Why did parkrun introduce this no pre-run ruling?

They said it was because of safety.
This is bull because if I am the turnaround marshal, I stand 1km from the start, on my own, on a public access road, with my mobile phone in my pocket. A sitting duck until the runners start coming through. Now, without other volunteers, I run on my own in the morning on a public access route with not many other people around. My safety is more compromised than on a volunteer run with other volunteers for company.

They said it was because their public liability only kicked in from 8am. This is rubbish too. Their public liability should cover from at least an hour before the start as people arrive early at the very busy parkruns to get parking and volunteers are also very early at some events to setup.

They said that parkrun in the UK never had volunteer runs and it all works quite fine there. Sure, and it works mostly quite fine here except that small parkruns are under pressure and there is a lower level of volunteerism here than in the UK. South Africa has a culture of volunteer runs in the running club environment where volunteers at club-hosted races run the weekend before their event. I enjoyed this privilege myself for many years as a volunteer marshal at a big 21km event organised by my first running club.
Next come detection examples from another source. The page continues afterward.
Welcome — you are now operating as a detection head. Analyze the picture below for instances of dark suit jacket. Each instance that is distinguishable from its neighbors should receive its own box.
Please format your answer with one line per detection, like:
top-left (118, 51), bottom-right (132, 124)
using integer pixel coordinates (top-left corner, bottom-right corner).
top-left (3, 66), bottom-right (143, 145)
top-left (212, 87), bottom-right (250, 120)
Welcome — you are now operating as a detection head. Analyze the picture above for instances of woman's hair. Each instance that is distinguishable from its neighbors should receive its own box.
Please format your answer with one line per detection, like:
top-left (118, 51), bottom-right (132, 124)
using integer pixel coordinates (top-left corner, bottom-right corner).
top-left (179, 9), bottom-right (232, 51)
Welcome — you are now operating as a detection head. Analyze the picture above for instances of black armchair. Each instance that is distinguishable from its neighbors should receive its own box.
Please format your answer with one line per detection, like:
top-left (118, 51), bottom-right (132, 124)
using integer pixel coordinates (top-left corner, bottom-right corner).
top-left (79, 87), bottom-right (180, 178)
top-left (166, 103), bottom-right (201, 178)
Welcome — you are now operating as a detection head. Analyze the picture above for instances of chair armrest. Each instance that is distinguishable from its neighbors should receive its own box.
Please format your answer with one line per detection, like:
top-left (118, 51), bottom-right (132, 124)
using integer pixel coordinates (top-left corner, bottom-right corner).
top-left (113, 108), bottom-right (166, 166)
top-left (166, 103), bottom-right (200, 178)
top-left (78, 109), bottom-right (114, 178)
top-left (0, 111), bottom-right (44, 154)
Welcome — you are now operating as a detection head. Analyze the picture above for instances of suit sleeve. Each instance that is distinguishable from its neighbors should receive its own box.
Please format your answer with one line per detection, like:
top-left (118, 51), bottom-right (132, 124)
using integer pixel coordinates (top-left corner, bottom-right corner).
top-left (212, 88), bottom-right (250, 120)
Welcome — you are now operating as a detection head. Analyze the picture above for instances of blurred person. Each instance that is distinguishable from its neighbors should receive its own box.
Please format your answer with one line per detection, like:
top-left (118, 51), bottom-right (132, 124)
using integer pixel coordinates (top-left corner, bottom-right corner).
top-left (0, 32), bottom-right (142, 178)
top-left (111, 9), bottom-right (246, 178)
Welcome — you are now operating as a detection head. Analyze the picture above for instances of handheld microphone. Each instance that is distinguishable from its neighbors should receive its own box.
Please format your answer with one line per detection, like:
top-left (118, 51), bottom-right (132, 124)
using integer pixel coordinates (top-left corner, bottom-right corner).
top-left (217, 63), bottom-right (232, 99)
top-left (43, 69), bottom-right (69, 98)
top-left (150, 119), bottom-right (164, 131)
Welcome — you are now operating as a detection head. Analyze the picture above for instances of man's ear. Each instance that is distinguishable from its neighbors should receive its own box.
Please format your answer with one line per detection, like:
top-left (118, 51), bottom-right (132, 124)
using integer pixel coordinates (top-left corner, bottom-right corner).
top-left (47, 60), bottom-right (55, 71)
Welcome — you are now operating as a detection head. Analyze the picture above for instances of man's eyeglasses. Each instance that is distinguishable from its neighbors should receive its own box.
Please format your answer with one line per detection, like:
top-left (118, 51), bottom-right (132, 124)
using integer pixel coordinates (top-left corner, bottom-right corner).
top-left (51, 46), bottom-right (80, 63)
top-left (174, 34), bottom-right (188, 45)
parkrun rides on the goodwill of volunteers who, without compensation, ensure that events happen every Saturday around the country. Rain or shine. We use our personal mobile phones with a downloaded app for timing and scanning (the original provided barcode scanners and timers are obsolete). We clean the routes, pick up litter, deal with any access/permissions. Not parkrun. Us.

No volunteers. No parkrun.

I used to get so worked up about people cheating at parkrun. I've heard all kinds of tales from other parkruns where people join the route halfway or they skip a loop... As this is hard to police, these people still get their parkrun times, Vitality points etc. This was brought up at an annual parkrun convention where the people from parkrun UK were in attendance (I wasn't - I received this feedback second-hand). They told the event directors not to stress about this; that it wasn't worth making their lives more challenging by implementing policing strategies. Vitality's perspective on this was apparently that parkrun gets people out and active, which achieves their aim of better health and fitness of their clients. Whether people run the full 5km or only 2km, that the cheater got out of bed, walked/drove to parkrun and did a few kilometres, is better than if the person stayed in bed and did nothing active.

I really appreciate these perspectives. They are correct. I've been far more chilled about this kind of thing ever since. I don't like it, but I don't see red.

What I don't get is that this is ok but volunteer participation is not? I still don't get why parkrun is preventing the people that they depend on to make this organisation possible from participating.

So, this explains why I have only done 11 parkruns in almost 12 months. For most of this past summer, I wasn't in town on Saturdays and when I was, I was Run Director and I ran early - but didn't log those runs to avoid getting nasty emails from parkrun.

There have been around 32 Saturdays this year so far. Since January, have been Run Director 13 times, I've run only 5 parkruns officially. I was out of town a lot for the first few months of the year. And the rest? I've had little motivation to run at parkrun.

So, I celebrate this milestone with mixed feelings. It is nice to have a measure of what I've put into my community and the return is in the friends that I have made and the pleasure of enjoying the successes and milestones of our parkrunners.

I totally subscribe to parkrun's values and I uphold them through my action of volunteering. Seems to me that volunteers to parkrun are like the cobbler's children who have no shoes.

We've got about 15 weekends left this year. I'll be RD for at least 4-5 of them. I'll be away for some others. I've got 7 parkruns to go until my 100th parkrun milestone. Will it happen this year?